Os inquéritos sobre fake news o que eles fizeram foi promover uma onda de repressão antes e depois desses episódios, praticando toda sorte de excepcionalidades e agressão a direitos individuais.
Onde já se viu praticar a censura prévia em larga escala, inclusive contra pessoas que não cometeram nenhum crime? Eu citei aqui N exemplos, como dos empresários do WhatsApp, como N casos de brasileiros, o youtuber Monark e assim por diante, o deputado Homero Marchese… Não vou aqui repetir todos os nomes, mas são centenas de brasileiros que foram censurados. Onde é que já se viu que praticar a censura contra essas pessoas seria uma defesa da democracia?

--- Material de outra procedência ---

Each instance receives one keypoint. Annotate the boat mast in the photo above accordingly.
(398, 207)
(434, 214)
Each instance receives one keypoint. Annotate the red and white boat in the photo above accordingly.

Pelo contrário, é uma agressão à democracia baseada em direitos.
Então, isso é um mito que existe no Brasil. Não há nada que tenha sido feito para defender a nossa democracia que não poderia ter sido feito dentro das regras da própria democracia. E quem barrou qualquer iniciativa de excepcionalização naquele final de 2022, como eu pessoalmente escrevi várias vezes sobre esse tema, antes e depois, foi exatamente a recusa das nossas Forças Armadas de embarcarem em qualquer tipo de aventura de quebra da ordem institucional do país. Isto dito, inclusive, entre outros líderes militares, agora pelo brigadeiro Baptista Júnior, uma entrevista que realmente vale muito a pena ler.
E por fim, esta lógica de que é possível se ter um modelo de excepcionalização da democracia brasileira, que seria frágil demais para proteger a si mesmo. Isso é uma confissão de derrota da nossa democracia.
O que o Brasil precisa é voltar à normalidade institucional. Enquanto nós não resolvermos no Brasil esta questão, essa espécie de lógica de excepcionalização de regras, de imperativos de direitos, que estão na base da democracia, eu diria que é muito perigoso que se atravesse mais uma eleição com este poder discricionário na mão de autoridades em Brasília e eventualmente só seja resolvido com as eleições. Mas, digo, deveria ser resolvido bem antes para que se possa, de fato, ter uma eleição livre, um debate amplo de ideias, que é o que o Brasil merece, eu diria, e precisa nesse ano de 2026.